Attention and the Transformer make it possible to recognize that the probability of “black” applying to the cat is much much higher than to the mat due to the phrasing “which is” in between the cat and black.

sn41 · on May 18, 2023

Thank you. So this is based on the training data, I assume.

aGHz · on May 18, 2023

It is a lot harder to take the black out of the cat than it is to take the mat out from under it.

djbusby · on May 18, 2023

Humans know that, how does transform know that? Based on training data?

Accujack · on May 18, 2023

Sort of. Part of the training for a model includes telling it which parts of a sentence are important... a human points and clicks.

testrun · on May 18, 2023

This is extremely important to know. That the relationships between words in the sentence are actually trained by human evaluation.

breezeTrowel · on May 18, 2023

They are not.

mollerhoj · on May 18, 2023

No, thats incorrect. The connections are automatically deduced from the training data (which is just vast amounts of raw text).
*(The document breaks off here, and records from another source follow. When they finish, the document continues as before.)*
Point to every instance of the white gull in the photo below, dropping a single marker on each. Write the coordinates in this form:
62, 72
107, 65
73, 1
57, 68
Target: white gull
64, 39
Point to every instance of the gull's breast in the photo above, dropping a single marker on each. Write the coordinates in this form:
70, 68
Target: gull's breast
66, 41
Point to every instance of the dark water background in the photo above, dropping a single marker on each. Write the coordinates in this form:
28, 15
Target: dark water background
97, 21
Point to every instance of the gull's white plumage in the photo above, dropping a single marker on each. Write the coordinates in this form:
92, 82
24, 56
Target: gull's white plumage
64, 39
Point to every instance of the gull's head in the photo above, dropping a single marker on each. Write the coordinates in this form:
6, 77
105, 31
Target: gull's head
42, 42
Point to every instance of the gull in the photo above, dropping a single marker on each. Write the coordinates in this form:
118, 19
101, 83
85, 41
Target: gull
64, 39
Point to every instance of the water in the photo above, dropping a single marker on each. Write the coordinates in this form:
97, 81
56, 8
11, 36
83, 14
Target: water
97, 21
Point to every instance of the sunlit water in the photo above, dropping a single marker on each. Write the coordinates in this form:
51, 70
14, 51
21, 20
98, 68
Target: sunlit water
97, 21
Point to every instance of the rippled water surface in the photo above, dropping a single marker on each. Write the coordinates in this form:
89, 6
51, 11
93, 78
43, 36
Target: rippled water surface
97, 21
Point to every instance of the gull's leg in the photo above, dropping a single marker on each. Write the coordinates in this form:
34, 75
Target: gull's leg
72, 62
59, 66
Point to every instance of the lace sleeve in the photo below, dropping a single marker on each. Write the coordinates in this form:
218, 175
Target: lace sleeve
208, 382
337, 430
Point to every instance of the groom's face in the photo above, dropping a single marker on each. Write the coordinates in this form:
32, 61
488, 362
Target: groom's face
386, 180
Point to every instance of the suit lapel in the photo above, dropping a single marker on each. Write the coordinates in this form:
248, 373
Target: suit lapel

majormajor · on May 18, 2023

> For example, in the sentence "The cat, which is black, sat on the mat," the words "cat" and "black" would get high scores when trying to understand the word "black" because they are closely related.

So what does that actually mean in terms of looking at new text? How does it know the relationships? Does it have to be bootstrapped on labeled data for a specific language up front?

Is that something done in the training process - providing example sentences and illustrating the connections between words - or is that earlier?

myfistoffleas · on May 17, 2023

Is there a way to have recuesively constructed attentional architectures? It would seem like the same process that you describe could be even more useful if it could be applied at the level of sentences, paragraphs, etc.

panarky · on May 18, 2023

> each word in a sentence ...

Does each sentence stand alone, or is the meaning of the sentence, and the words in the sentence, influenced by the sentences that come before and after it?

rosebay · on May 17, 2023

Great explanation

_gfwu · on May 17, 2023

It's chat-gpt generated. It's even leaked part of the prompt in the intro.

I especially disagree with:

> natural language processing (NLP), which is the field of AI that deals with understanding and generating human language.

armchairhacker · on May 18, 2023

If GPT4 wrote this it did a great job, and highlights how incredible and useful it can be.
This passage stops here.